Albert Kook

From Plastic Tub

Persian-American, 1732-1783. Sunni Mystic and Brooklyn Drug Dealer, circa 1764. He forgot to show up, but if he had, he would have floated in, surely. He is, too, a pig -- but a dapper one. He receives a pair of rusting tweezers in a compact.

A favorite of the latter day Clampers, despite himself. Described by contemporaries as "a fellow of finest breeding, always suspiciously nice to your mother" (as extrapolated by Stan Lee ( in his controversial 1962 play, On Human Sass).
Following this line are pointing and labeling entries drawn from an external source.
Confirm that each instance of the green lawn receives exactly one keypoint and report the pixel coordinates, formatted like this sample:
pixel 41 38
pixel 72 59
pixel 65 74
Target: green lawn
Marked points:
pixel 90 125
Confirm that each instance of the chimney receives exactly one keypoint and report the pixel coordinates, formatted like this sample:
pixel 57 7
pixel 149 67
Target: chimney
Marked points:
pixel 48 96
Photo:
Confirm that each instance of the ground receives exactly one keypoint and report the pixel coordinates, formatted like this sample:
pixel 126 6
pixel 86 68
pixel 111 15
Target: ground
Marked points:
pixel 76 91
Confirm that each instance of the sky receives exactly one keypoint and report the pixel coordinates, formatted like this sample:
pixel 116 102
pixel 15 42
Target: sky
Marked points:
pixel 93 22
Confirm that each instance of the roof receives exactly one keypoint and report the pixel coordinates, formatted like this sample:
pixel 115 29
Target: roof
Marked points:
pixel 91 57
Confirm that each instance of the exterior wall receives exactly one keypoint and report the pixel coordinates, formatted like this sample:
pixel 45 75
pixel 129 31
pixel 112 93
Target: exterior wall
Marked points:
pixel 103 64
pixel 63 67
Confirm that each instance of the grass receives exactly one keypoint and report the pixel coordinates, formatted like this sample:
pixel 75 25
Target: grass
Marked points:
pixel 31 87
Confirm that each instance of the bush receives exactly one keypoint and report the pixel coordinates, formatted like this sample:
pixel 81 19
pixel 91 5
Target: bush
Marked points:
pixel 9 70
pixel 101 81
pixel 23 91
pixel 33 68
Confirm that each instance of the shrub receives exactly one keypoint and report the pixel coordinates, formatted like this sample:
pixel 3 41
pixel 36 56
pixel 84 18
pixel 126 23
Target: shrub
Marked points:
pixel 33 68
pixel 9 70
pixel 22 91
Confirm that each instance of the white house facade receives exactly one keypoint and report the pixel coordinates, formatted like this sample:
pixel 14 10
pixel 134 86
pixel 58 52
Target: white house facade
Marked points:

Supplier of necessary items of leisure for Guvernor Morris and young gang member A.W. Slippers. His gang included, most prominently, Copernicus Trowbridge.

A Slippery Past

Not much is known about Kook except that he distributed the opium supplied to him by Trowbridge. He is known to have been a Patriot, but never let a good cause get in the way of business. He always burned the British and dealt with them primarily as a way of "shitting in the soup," as he is quoted as saying by Thomas Jefferson. His contacts were extensive and high; because of his discretion, however, he remains a shadowy unknowable figure. Stimes Addisson was a Kook-o-phile, mainly because of Kook's connection with his ancestor Slippers, but he never turned up anything more than a short reference in a letter and an obituary. Kook died of consumption in Rhode Island.

Complex Complexion

He was a very dark fellow, swarthy, and was once accused of being a negro. Although he himself seems to have had no problem with African-Americans, either in his dealings with Freedmen or Slaves (which he neither kept nor dealt in), Kook took offense at the remark and took a man's nose off with his sabre in a surprisingly hard-fought duel. His opponent, Wynthrop Dunlop, a gentleman, conceded defeat and renounced his claim publicly. Kook was in fact a tall, pinched-face fellow with a long knot of curly black hair, but he is said to have been taken for a Greek. Fact is, he was born in Smyrna by a Lebanese Christian father and a Sunni mother of unknown origin; the family fled to England after their Egyptian interests had been repeatedly sacked by Corsairs.

School of Hard Knocks

Kook became one of many sailors impressed into the Royal Navy about 1845, where he learned seamanship with some of the best if not cruelest Captains. He was a quick study, respected and for this reason, distrusted by his superiors. Although the details are sketchy, Kook seems to have been involved in some angry talk which bordered on the mutinous some time a few years later. Kook was keel-hauled, and he infuriated his officers by surviving, barely. He had been sentenced -- but spared.

Applying the Lessons

Kook jumped ship one night in Boston, which he despised. He made his way to New York and dreamed of going back to his homeland. But he made some unexpected friends. The first of these was Copernicus Trowbridge, a crazy Scottish pilot who could take a boat anywhere. Later, Guvernor Morris entered the picture, and his life took a dramatic turn into the shadows.

An Obnoxious Professor

His contacts with Crispus Attucks have led some to finger him (falsely) as part of an underground revolutionary circle, but recent evidence suggests he was in fact a rum-runner intent merely on profit. Dr. "Alamo" Jane Jenkins, of the University of Boston, says in her course materials that Kook "was an invisible sign, a cipher of nothing whose shadow's shadow sheds light of a plethora of significants heretofore shrouded in darkness."

Known Works

Eyes Closed, Hands Closed, novella.

The Testimony of Albert M. Kook, Gentleman: Being an account of his Travels, Travails and Misfortunes.


Young Albert was terrified for years of rounded, smooth objects.

Albert Kook mastered hundreds of knots, including the Boneyard, Blind man and a simplified form of the Pin-the-tail-on-the-donkey.